Olivia Rodrigo
Capture d’écran Drop Dead
Dans le clip Drop Dead de son troisième album à venir, You seem pretty sad for a girl so in love, dévoilé ce 17 avril, Olivia Rodrigo a rendu hommage au style so french de Jane Birkin, en s’appropriant sa mini-robe blanche mythique de Catherine et Cie, sorti en 1975.
Good 4 you et Drivers License résonnent encore dans nos oreilles qu’Olivia Rodrigo s’apprête déjà à lancer son troisième album studio. Baptisé You seem pretty sad for a girl so in love, ce nouvel opus sortira dans les bacs le 12 juin. Pour faire patienter ses fans, la chanteuse de 23 ans a dévoilé un avant-goût de ses nouveaux titres ce 17 avril, au travers de sa chanson Drop Dead. Réalisé par Petra Collins et tourné au château de Versailles, le clip a fait des émules sur les réseaux sociaux. Et pour cause ! La robe vaporeuse bleu layette signée par Chemena Kamali pour la collection pré-automne 2026 de Chloé, le casque audio rétro des années 90 sur ses oreilles et ses chaussettes hautes évoquent immanquablement l’univers pastel du film Marie-Antoinette par Sofia Coppola.
Mais un autre look du clip a particulièrement retenu l’attention : sa mini-robe blanche inspirée d’un fameux look de Jane Birkin. Au début de la vidéo, Olivia Rodrigo apparaît dans un bar américain, vêtue de la pièce ultra-courte et ornée de grosses perles sur l’ourlet et sur les manches trois quarts, portée avec des chaussettes en laine immaculée. Il s’agit de la réplique quasi exacte de la mini-robe en crochet de poupée, réalisée par Loris Azzaro pour l’actrice franco-britannique dans la comédie Catherine et Cie, sortie en 1975. Jane Birkin y jouait une jeune Anglaise débarquée à Paris, tirant parti du commerce de son corps et tentant de fonder sa propre agence d’escortes. « Mon Pinterest regorge de robes baby doll et de décolletés années 70. Je veux que le tout soit fun et décontracté », a confié la jeune Américaine dans les colonnes de Vogue .

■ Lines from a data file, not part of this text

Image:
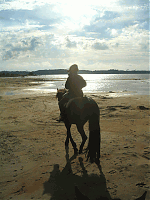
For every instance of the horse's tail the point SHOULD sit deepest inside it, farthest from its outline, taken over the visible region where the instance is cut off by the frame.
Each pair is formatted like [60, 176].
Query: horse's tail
[93, 149]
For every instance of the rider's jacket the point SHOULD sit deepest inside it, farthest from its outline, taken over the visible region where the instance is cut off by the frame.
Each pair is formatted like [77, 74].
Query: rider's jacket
[75, 83]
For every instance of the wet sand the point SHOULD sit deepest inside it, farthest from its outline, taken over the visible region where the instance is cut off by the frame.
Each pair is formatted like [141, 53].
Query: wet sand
[35, 165]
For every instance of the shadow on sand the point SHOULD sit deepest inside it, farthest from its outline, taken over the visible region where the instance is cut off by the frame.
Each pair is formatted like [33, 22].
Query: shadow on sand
[64, 185]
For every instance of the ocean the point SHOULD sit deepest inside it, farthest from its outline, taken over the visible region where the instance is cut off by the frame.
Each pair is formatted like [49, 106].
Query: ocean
[114, 84]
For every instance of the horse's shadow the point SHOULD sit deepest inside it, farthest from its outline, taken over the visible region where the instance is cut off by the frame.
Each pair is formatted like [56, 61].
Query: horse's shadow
[64, 185]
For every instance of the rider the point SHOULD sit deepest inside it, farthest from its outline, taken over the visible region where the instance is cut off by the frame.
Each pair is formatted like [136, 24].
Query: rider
[74, 84]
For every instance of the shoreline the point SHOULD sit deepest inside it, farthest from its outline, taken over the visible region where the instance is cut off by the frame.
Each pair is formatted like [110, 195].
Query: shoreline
[26, 86]
[33, 158]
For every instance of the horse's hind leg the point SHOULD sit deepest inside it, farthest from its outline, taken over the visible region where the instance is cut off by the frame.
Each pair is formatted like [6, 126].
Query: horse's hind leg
[71, 139]
[84, 137]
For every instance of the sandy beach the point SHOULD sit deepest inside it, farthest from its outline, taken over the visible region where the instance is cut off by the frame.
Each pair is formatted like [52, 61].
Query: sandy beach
[35, 165]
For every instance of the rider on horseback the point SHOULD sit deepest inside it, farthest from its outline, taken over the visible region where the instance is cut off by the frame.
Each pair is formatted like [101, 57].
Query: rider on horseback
[74, 84]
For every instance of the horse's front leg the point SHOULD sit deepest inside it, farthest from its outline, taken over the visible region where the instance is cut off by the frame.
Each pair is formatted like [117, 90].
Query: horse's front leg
[83, 135]
[71, 139]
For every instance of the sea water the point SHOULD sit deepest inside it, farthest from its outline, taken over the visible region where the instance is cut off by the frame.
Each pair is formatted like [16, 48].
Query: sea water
[115, 84]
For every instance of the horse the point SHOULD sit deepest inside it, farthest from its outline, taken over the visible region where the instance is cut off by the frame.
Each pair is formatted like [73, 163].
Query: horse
[78, 111]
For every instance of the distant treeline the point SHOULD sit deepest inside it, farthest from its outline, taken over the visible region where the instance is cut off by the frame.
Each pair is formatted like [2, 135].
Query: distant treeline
[64, 71]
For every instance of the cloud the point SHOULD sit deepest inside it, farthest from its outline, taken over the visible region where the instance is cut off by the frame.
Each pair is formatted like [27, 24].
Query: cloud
[23, 46]
[100, 46]
[70, 44]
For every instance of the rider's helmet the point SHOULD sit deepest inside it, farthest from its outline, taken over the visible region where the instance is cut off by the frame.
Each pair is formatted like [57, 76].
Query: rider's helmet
[73, 68]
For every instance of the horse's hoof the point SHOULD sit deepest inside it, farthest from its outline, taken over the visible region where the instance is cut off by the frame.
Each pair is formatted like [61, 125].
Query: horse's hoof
[75, 151]
[80, 151]
[97, 161]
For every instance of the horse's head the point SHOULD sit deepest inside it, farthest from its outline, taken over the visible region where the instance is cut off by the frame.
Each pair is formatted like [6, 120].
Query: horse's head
[60, 93]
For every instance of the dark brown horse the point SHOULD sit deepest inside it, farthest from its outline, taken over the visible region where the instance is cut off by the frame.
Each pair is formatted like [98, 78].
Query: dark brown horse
[78, 111]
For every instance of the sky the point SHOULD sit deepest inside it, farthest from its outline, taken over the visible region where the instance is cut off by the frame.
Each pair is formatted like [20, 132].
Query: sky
[95, 34]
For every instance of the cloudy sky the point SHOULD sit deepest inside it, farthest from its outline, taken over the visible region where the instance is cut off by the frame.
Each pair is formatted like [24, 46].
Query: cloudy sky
[95, 34]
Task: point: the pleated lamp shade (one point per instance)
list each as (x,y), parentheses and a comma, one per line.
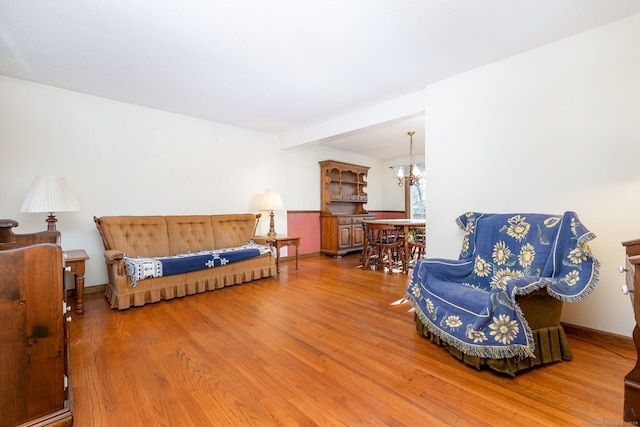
(50,194)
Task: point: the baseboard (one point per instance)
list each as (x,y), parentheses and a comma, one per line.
(293,257)
(599,336)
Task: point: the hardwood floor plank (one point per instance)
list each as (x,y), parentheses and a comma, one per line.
(322,345)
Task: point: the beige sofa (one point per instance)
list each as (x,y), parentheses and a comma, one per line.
(158,236)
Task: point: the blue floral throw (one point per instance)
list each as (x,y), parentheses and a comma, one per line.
(470,303)
(146,268)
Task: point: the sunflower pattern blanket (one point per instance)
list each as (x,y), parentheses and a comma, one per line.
(470,303)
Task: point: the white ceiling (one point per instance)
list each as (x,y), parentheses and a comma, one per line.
(279,65)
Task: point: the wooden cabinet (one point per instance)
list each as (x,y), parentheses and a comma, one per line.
(34,382)
(343,196)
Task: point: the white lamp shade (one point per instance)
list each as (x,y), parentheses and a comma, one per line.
(49,194)
(271,201)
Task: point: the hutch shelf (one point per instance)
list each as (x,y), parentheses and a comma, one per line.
(343,196)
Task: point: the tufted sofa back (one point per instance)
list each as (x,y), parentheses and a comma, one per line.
(153,236)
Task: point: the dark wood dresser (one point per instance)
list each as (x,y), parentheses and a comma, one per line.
(34,380)
(632,380)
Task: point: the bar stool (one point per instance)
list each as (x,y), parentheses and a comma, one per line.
(384,247)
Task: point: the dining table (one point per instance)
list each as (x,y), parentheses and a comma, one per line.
(404,224)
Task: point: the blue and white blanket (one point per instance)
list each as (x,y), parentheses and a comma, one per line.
(470,303)
(146,268)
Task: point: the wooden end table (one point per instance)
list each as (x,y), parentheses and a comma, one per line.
(74,264)
(282,241)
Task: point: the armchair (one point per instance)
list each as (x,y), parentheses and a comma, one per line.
(499,304)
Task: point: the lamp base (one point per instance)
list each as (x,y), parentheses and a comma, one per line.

La mini-robe, pièce signature de Jane Birkin
Icône des sixties, Jane Birkin adopte naturellement les ourlets courts, la minijupe ayant été lancée par Mary Quant en Angleterre et André Courrèges en France au milieu de la décennie. En 1966, lors du tournage du film Blow-Up de Michelangelo Antonioni, l’actrice apparaît pour la première fois en robe mini, qui ne manque pas de faire scandale. En maille fine, esprit bohème ou à fleurs à Cannes en 1968, quasiment transparente en août 1969 avec son petit panier de pique-nique signature, couleur lilas avec des bottes blanches en 1970, de couleur blanche avec des chaussettes XXL en 1971, griffée Paco Rabanne pour danser avec Serge Gainsbourg… on ne compte plus le nombre de mini-robes avec lesquelles la mère de Charlotte Gainsbourg a été photographiée.